2011 West Bengal Legislative Assembly election: Sreerampur
| Party |  | Candidate | Votes | % | ±% |
|---|---|---|---|---|---|
|  | AITC | Sudipto Roy | 97,540 | 63.83 | +4.04 |
|  | CPI | Partha Sarathi Rej | 45,849 | 30.00 | +1.35 |
|  | BJP | Vidya Sagar Pandey | 7,101 | 4.65 | +0.08 |
|  | BSP | Rishikesh Singh | 2,328 | 1.52 | New entry |
| Majority |  |  | 51,691 | 33.83 | +2.69 |
| Turnout |  |  | 1,52,818 | 73.54 | +14.57 |
|  | AITC hold |  | Swing |  |  |

=== 2009 by-election ===
The by-election occurred due to the resignation of the sitting AITC MLA Ratna De Nag who was elected in the Lok Sabha from Hooghly on 16 May 2009.

West Bengal Legislative Assembly by-election, 2009: Sreerampur
| Party |  | Candidate | Votes | % | ±% |
|---|---|---|---|---|---|
|  | AITC | Sudipto Roy | 56,979 | 59.79 |  |
|  | CPI | Prosanta Mukherjee | 27,301 | 28.65 |  |
|  | Independent | Jyoti Chandra | 5,398 | 5.66 |  |
|  | BJP | Bhaskar Bhattacharya | 4,353 | 4.57 |  |
|  | Independent | Dinesh Kumar Sharma | 1,274 | 1.34 |  |
| Majority |  |  | 29,678 | 31.14 |  |
| Turnout |  |  | 95,305 | 58.97 |  |
|  | AITC hold |  | Swing |  |  |

=== 1977-2006 ===
In the 2009 by elections consequent to the election of Ratna De to Parliament from Hooghly (Lok Sabha constituency), Sudipto Roy of Trinamool Congress won the 180 Serampore assembly seat.
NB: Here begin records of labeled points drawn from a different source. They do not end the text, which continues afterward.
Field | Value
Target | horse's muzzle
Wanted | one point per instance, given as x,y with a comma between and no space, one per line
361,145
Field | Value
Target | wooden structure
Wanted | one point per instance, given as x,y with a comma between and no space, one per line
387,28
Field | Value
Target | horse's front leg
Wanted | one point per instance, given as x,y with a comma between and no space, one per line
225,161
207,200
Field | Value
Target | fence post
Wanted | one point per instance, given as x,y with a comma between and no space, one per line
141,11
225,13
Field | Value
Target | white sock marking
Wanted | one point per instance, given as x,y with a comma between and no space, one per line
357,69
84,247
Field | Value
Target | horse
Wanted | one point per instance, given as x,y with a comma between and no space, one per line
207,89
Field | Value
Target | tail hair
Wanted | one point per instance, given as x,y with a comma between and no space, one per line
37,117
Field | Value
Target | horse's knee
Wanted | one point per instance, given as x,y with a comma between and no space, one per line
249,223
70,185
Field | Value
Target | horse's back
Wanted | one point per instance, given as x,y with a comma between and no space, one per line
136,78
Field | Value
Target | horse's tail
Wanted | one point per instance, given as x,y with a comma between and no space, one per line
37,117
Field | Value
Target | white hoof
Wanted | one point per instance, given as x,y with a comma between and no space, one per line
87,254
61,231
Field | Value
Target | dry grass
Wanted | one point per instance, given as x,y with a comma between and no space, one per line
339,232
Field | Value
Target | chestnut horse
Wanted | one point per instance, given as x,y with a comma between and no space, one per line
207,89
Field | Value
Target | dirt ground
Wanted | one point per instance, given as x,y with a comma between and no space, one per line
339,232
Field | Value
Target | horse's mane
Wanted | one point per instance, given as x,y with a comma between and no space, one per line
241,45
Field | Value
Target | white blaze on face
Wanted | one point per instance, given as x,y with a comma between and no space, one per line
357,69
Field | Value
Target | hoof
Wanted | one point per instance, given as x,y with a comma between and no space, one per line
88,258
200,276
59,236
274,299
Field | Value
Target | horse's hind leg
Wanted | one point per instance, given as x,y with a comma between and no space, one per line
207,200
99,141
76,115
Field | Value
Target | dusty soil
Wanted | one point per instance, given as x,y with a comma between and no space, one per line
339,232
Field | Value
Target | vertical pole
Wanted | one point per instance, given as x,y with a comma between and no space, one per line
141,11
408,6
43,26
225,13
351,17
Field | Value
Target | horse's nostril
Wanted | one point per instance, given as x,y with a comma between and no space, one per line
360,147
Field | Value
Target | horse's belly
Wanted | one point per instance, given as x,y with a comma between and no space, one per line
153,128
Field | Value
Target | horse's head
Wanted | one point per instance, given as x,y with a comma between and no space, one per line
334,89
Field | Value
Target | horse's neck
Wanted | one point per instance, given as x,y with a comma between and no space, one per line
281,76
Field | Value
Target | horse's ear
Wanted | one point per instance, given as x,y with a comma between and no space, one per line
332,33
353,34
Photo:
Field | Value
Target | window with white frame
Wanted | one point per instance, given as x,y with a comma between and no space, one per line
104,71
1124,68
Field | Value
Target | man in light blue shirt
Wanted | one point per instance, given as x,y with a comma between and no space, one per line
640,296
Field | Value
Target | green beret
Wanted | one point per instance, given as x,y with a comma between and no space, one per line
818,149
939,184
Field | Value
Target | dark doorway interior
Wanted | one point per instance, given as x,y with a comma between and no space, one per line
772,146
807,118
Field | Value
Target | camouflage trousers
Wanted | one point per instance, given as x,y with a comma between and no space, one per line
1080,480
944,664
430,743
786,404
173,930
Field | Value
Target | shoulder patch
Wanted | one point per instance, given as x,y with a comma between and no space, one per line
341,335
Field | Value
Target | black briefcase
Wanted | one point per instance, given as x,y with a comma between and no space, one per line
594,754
In the state assembly elections, contests in most years were multi cornered but only winners and runners are being mentioned. Ratna De defeated Dhirendra Nath Dasgupta of CPI in 2006 and Kesto Mukherjee, Independent, in 2001. Jyoti Chowdhury of Congress defeated Asimes Goswami of CPI(M) in 1996. Arun Kumar Goswami of Congress defeated Sanjay Deb Banerjee of Janata Dal in 1991, Ajit Bag of CPI(M) in 1987, and Kamal Krishna Bhattacharjee of CPI(M) in 1982. Kamal Krishna Bhattacharjee of CPI(M) defeated Gopal Das Nag of Congress in 1977.

=== 1951-1972 ===
Gopal Das Nag of Congress won in 1972 and 1971. Panchu Gopal Bhaduri of CPI won in 1969. Gopal Das Nag of Congress won in 1967. Panchu Gopal Bhaduri of CPI won in 1962 and 1957. In independent India's first election in 1951 Jitendra Nath Lahiri of Congress won the Serampore seat.